[ack-ish] Re: [Precise SRU] Call xen_poll_irq with interrupts disabled
Stefan Bader
stefan.bader at canonical.com
Tue Feb 5 14:24:04 UTC 2013
On 05.02.2013 15:19, Stefan Bader wrote:
> On 05.02.2013 14:25, Andy Whitcroft wrote:
>> On Mon, Feb 04, 2013 at 05:39:41PM +0100, Stefan Bader wrote:
>>> This has been sitting around for a while now. The problem is that
>>> I was not yet able to find a convincing explanation *why* this is
>>> fixing things. But testing was very positive. So its probably better
>>> to carry it as SAUCE for now, at least for Precise.
>>> I need to re-check things with latest kernels and Xen versions.
>>>
>>> -Stefan
>>>
>>> ---
>>>
>>>
>>> From e89064720b518e3c64f0fe56b11edb44125f8b7e Mon Sep 17 00:00:00 2001
>>> From: Stefan Bader <stefan.bader at canonical.com>
>>> Date: Thu, 18 Oct 2012 21:40:37 +0200
>>> Subject: [PATCH] UBUNTU: SAUCE: xen/pv-spinlock: Never enable interrupts in
>>> xen_spin_lock_slow()
>>>
>>> The pv-ops spinlock code for Xen will call xen_spin_lock_slow()
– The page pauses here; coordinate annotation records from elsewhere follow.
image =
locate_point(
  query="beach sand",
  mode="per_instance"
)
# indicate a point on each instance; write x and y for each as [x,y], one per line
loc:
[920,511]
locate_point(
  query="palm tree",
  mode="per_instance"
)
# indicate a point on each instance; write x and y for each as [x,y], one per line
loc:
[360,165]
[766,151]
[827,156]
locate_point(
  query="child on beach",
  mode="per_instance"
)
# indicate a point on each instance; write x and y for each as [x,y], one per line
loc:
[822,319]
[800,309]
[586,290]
>>> if a lock cannot be obtained quickly by normal spinning. The
>>> slow variant will put the VCPU onto a waiters list, then
>>> enable interrupts (which are event channel messages in this
>>> case) and calls a hypervisor function that is supposed to return
>>> when the lock is released.
>>>
>>> Using a test case which has a lot of threads running that cause
>>> a high utilization of this spinlock code, it is observed that
>>> the VCPU which is the first one on the waiters list seems to be
>>> doing other things (no trace of the hv call on the stack) while
>>> the waiters list still has it as the head. So other VCPUs which
>>> try to acquire the lock are stuck in the hv call forever. And
>>> that sooner than later end up in some circular locking.
>>>
>>> By testing I can see this gets avoided when the interrupts are
>>> not enabled before the hv call (and disabled right after).
>>
>> I think this should read "... avoided if we leave interrupts off before
>> the call and remain off after it."
>
> It could be put that way as well. The code has interrupts disabled up to the
> point where the poll_irq hypercall is done. In the old form it could be
> (depending on the state of interrupts before the spinlock call) that interrupts
> are enabled and right after the call they get disabled again. So sometimes
> interrupts are enabled during the hypercall.
>
>>
>>> In theory this could cause a performance degression. Though it
>>> looked like the hypervisor would actuall re-enable the interrupts
>>> after some safety measures. So maybe not much regression at all.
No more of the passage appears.